Andinho ordenou bombardeio a jornal de Campinas, diz polícia
Rose Mary de Souza
Direto de Campinas
A Polícia Civil apontou nesta terça-feira o detento anderson Newton de Paula Lima, o Andinho, preso na penitenciária de segurança máxima em Presidente Venceslau, no interior de São Paulo, como mandante do ataque contra o prédio da Rede Anhangüera de Comunicação, em Campinas. De acordo com a polícia, ele ordenou à sua mulher que providenciasse um atentado com duas granadas, no dia 21 de janeiro.
Os artefatos, de uso exclusivo do Exército e com alto poder de destruição, não foram deflagrados.

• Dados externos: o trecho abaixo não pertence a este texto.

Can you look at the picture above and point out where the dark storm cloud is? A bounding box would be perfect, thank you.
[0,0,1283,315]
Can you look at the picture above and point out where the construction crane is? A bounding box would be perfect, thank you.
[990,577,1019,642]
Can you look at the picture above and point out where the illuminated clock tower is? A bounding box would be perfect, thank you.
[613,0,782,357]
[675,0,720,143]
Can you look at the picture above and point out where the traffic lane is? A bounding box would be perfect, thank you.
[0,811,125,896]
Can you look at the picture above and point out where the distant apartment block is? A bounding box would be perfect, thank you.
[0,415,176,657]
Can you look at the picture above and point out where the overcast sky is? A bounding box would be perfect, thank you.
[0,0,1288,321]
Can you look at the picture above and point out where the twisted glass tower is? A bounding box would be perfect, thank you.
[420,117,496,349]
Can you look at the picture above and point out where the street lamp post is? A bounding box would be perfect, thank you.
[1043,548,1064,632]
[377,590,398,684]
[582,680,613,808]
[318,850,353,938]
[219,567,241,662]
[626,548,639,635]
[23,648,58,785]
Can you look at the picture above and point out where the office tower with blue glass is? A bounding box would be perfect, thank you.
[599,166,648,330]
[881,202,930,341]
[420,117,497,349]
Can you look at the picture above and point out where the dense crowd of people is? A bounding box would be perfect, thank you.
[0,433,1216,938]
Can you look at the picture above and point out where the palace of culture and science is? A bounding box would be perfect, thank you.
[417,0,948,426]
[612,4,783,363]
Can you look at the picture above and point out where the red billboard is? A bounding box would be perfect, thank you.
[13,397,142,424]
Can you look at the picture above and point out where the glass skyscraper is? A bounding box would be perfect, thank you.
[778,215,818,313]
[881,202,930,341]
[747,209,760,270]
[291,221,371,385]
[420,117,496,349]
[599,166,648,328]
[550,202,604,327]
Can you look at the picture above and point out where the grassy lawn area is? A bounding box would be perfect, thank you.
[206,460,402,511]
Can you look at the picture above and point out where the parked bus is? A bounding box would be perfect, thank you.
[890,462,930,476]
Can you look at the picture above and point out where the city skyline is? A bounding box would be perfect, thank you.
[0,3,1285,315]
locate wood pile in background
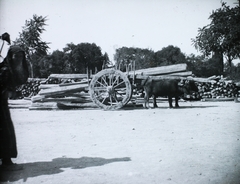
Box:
[29,74,96,110]
[193,76,240,101]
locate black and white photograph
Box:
[0,0,240,184]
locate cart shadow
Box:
[119,105,219,111]
[0,157,131,183]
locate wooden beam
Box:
[129,63,187,76]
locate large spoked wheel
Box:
[89,69,132,110]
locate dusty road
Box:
[1,102,240,184]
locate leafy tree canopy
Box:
[192,2,240,69]
[14,15,49,77]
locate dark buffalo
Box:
[0,46,29,166]
[142,77,198,108]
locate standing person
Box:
[0,33,29,169]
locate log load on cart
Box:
[89,64,215,110]
[27,63,239,110]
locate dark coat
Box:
[0,46,29,159]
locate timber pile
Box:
[194,76,240,101]
[29,74,96,110]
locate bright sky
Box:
[0,0,237,60]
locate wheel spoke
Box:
[113,81,125,89]
[89,69,132,110]
[96,81,107,87]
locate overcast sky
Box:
[0,0,237,60]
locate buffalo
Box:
[0,46,29,168]
[141,77,198,108]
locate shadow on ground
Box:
[0,157,131,182]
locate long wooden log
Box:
[38,84,88,97]
[129,63,187,76]
[49,74,87,79]
[169,71,192,77]
[136,75,216,83]
[32,95,92,103]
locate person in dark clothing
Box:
[0,33,29,170]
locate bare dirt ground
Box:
[1,102,240,184]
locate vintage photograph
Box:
[0,0,240,184]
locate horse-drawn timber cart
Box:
[89,64,215,110]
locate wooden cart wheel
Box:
[89,69,132,110]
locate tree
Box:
[155,45,186,66]
[63,43,109,73]
[192,2,240,72]
[114,47,154,71]
[14,15,49,77]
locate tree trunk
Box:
[212,51,224,74]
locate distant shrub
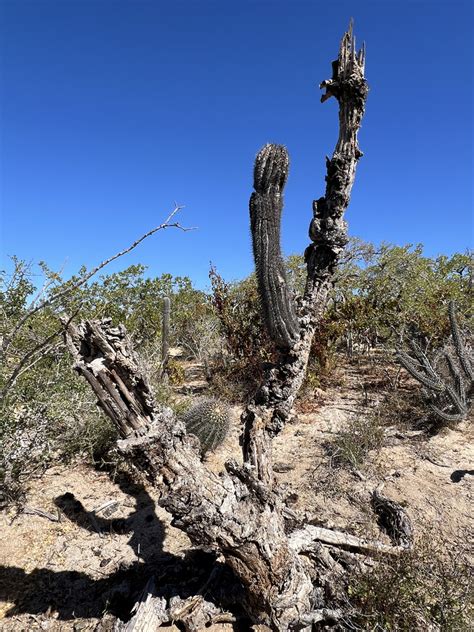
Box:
[329,410,384,470]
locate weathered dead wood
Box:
[242,24,368,485]
[114,577,170,632]
[67,320,313,630]
[114,577,235,632]
[66,23,386,632]
[289,525,404,554]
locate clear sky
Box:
[0,0,473,287]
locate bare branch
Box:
[0,205,194,359]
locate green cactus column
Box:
[250,144,299,350]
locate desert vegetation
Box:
[0,22,474,632]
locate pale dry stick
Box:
[0,204,194,359]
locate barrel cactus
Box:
[182,398,231,454]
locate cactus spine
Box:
[161,296,171,369]
[182,398,231,454]
[397,301,474,422]
[250,144,299,349]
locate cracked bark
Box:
[66,22,377,632]
[242,24,368,485]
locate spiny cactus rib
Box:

Conforme a investigação da polícia, Andinho não havia aprovado a publicação de uma reportagem sobre seu casamento e sua vida de crimes veiculada um dia antes. Ele é apontado pelo Ministério Público como co-autor do assassinato do prefeito de Campinas, Antonio da Costa Santos, o Toninho do PT, em setembro de 2001.
A acusação de mandante do atentado consta do inquérito policial aberto nesta terça feira com a prisão da mulher dele, Luciene Bernardino de Seixas, 33 anos, a advogada dela, Maria Odete Haddad, a amiga Geize Aparecida Pires, 26 anos, Jean Cleber Brito, 31 anos, o Bodão, e André Augusto de Carvalho, 30 anos, o Pezão.
Eles são acusados de colocar em risco a população com o arremesso de material explosivo e por formação de quadrilha. Se forem condenados, eles somarão juntos mais de 10 anos de prisão. "O Andinho é o mandante, ele deu a ordem", afirmou o diretor do DEINTER 2, o delegado Kleber Altale.
Eles foram detidos na madrugada desta terça feira. A justiça decretou prisão temporária de 30 dias com base no crime hediondo, com uso de explosivo. Com Brito, a polícia encontrou uma pistola 380 com 18 projéteis. Ele vai responder também por porte ilegal de arma. "O caso é delicado. Não podemos fornecer mais detalhes para não prejudicar as investigações", comentou Altale, acrescentando que foram feitas escutas telefônicas para efetuar as prisões.